Plans for what could have been Moscow's first referendum were canceled Saturday as the Just Russia party backed away from asking for a vote on the city's paid parking plan.
Party leader Sergei Mironov said that Just Russia would not take more than 140,000 signatures that had been collected to the Moscow Elections Commission after discovering large numbers of falsified entries.
While the petition was close to the required number of supporters, organizers found that more than 24,000 signatures were invalid, Lenta.ru reported.
Calling the false signatures a "Trojan horse," Mironov said that the petition had collected more than 140,000 of the 143,531 signatures (2 percent of Moscow voters) required before Sunday, but that the documents would not be submitted because of the falsifications.
The referendum was supported by the Moscow City Duma, though a recent program broadcast on the state-financed television channel NTV alleged that students were paid money to make fake signatures.

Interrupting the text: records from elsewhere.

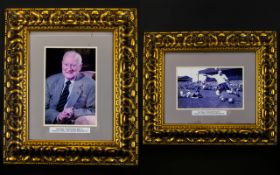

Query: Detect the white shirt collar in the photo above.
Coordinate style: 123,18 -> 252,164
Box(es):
64,78 -> 75,85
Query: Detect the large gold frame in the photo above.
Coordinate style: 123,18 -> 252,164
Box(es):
143,31 -> 277,145
3,8 -> 138,165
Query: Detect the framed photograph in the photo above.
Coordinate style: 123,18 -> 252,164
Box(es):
177,66 -> 244,110
143,31 -> 277,145
3,8 -> 138,165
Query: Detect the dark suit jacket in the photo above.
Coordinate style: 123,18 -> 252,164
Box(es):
45,73 -> 95,124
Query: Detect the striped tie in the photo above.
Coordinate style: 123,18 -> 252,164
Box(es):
56,80 -> 71,112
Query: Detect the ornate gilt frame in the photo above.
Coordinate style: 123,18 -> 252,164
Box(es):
3,8 -> 138,165
143,31 -> 277,145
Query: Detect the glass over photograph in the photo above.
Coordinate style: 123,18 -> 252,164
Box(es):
45,47 -> 97,126
177,67 -> 243,109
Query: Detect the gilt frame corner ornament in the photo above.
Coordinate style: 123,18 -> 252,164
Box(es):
4,8 -> 138,165
143,31 -> 277,145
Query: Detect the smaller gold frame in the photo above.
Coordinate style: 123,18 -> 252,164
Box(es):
3,8 -> 138,165
143,31 -> 277,145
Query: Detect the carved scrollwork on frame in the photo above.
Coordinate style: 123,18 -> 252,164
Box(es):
143,31 -> 277,145
4,8 -> 138,165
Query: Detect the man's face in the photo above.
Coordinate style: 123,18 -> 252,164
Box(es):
218,70 -> 222,75
62,56 -> 82,80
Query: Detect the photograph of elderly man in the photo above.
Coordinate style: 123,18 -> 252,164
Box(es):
45,49 -> 96,125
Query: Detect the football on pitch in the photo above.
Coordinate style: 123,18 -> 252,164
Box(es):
228,98 -> 234,104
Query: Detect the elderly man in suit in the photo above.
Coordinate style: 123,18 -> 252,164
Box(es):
45,50 -> 95,124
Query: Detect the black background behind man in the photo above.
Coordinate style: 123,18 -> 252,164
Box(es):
0,0 -> 279,175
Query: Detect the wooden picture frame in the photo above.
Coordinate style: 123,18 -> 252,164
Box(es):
143,31 -> 277,145
3,8 -> 138,165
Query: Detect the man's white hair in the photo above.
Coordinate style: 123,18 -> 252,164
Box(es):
62,50 -> 83,64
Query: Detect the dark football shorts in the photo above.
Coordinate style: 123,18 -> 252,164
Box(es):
217,82 -> 230,91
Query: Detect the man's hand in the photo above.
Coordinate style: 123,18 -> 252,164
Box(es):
63,107 -> 74,116
56,107 -> 74,123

Beginning the initiative in December, Just Russia had offered to ascertain the attitudes of Muscovites towards the system of paid parking in the city center, which was instituted last year to various reactions of complaint and approval.
The collection of signatures became complicated at the end of last year, however, as the required petition form was changed on Dec. 30 and organizers were forced to recollect 12 days' worth of signatures, Interfax reported.
A Mail.ru poll about the paid parking system found 75 percent of online respondents against paid parking inside the Garden Ring. Further expansion of the parking system outside of Moscow's central circle, currently being proposed by the city's transportation authorities, was opposed by 88 percent of respondents.
The potential referendum would have asked Muscovites about parking both inside and outside the Garden Ring in addition to questions about allowances being made for residents to park near their homes and a possible role for local authorities in administering the system.
Analysts have said that Just Russia is moving closer to the Kremlin as a means of political survival. In the past year the party has seen the departure of several opposition deputies and the reinstatement of Mironov, who is close to President Vladimir Putin, as chairman.